Lelaki yang duduk di depanku saat ini adalah bosku, Haziq Meridian Billard, cucu pemilik hotel Billard, salah satu hotel ternama di Indonesia. Baru-baru ini mereka mengembangkan usaha di bidang makanan dan pusat perbelanjaan.

Sudah hampir beberapa bulan aku ditugaskan menjadi sekretarisnya, sekaligus pengawas rahasia untuk segala kegiatan religius yang dia ikuti.

Di balik kaca spion terpantul sosoknya yang menyetir dengan serius. Aku masih ingat pertama kali memohon untuk ikut pengajian bersamanya. Awalnya dia mati-matian menolak, jika bukan karena perintah tuan Billard, aku pun sepertinya akan menyerah untuk memohon.

"Kamu duduk di kursi penumpang." ujarnya masih dengan wajah menunduk. Dia jarang sekali menatapku ketika berbicara. "Kenapa?" aku bertanya.
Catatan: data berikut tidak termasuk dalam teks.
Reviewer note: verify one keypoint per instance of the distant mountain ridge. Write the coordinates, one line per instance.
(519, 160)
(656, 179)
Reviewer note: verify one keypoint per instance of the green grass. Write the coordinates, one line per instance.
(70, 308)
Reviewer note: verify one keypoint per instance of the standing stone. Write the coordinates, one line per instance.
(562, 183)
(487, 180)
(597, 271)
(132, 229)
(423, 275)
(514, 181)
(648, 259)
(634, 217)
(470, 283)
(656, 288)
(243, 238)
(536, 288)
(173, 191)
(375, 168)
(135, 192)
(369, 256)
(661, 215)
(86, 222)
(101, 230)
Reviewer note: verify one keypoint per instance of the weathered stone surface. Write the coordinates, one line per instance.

Dia menoleh sekilas sebelum kembali mengalihkan pandangannya. "Sederhana. Hanya wanita istimewa yang kuizinkan duduk di sampingku." gumamnya.
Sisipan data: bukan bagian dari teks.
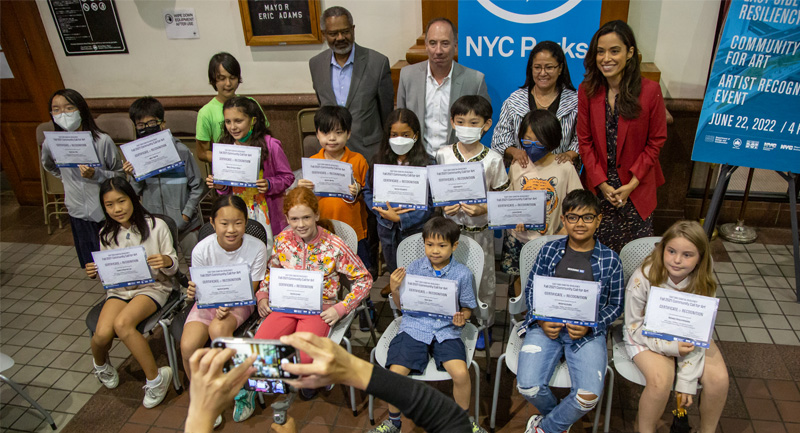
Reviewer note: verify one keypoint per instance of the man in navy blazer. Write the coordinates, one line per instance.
(429, 88)
(354, 77)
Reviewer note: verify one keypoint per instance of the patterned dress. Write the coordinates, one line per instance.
(619, 225)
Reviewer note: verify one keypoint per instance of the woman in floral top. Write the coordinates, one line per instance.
(307, 244)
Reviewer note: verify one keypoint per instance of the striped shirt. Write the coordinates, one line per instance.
(606, 268)
(516, 107)
(424, 329)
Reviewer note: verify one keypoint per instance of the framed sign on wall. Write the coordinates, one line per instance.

Awalnya aku tidak peduli siapa wanita yang dimaksudnya. Tapi akhir-akhir ini aku menjadi penasaran tentang wanita istimewa itu. Pasti dia wanita salihah seperti Faiza dan teman-teman di pengajian. Ada setitik kecewa di hatiku. Apakah lelaki salih hanya untuk wanita salihah? Sepertinya itu tidak adil. Kenapa wanita biasa sepertiku tidak bisa bersama lelaki salih yang mungkin bisa menjadi pintu hidayahku?

Semua pertanyaan itu hanyalah alasan di balik kenyataan bahwa aku telah jatuh cinta padanya.

***

Gadis itu melambaikan tangannya memberi tanda padaku. Aku segera menuju meja tersebut. Di sana ada dua gadis lain seusianya. Baru kali ini aku memiliki teman yang usianya lebih muda dariku.

"Mbak, ini Sabrina dan Aqila. Mereka teman-teman baikku." Aku menyalami kedua gadis itu seraya memperkenalkan diri. Setelah itu kami larut dalam perbincangan basa basi.

"Jadi, mbak belum tanya tentang gadis istimewa itu kepada mas Haziq?" Faiza mengetahui ceritaku. Padahal awalnya aku mengikuti pengajian itu karena perintah 'awasi Haziq'. Tapi entah kenapa orang-orang di sana sangat ramah dan menerima walau penampilanku jauh dari kata syar'i.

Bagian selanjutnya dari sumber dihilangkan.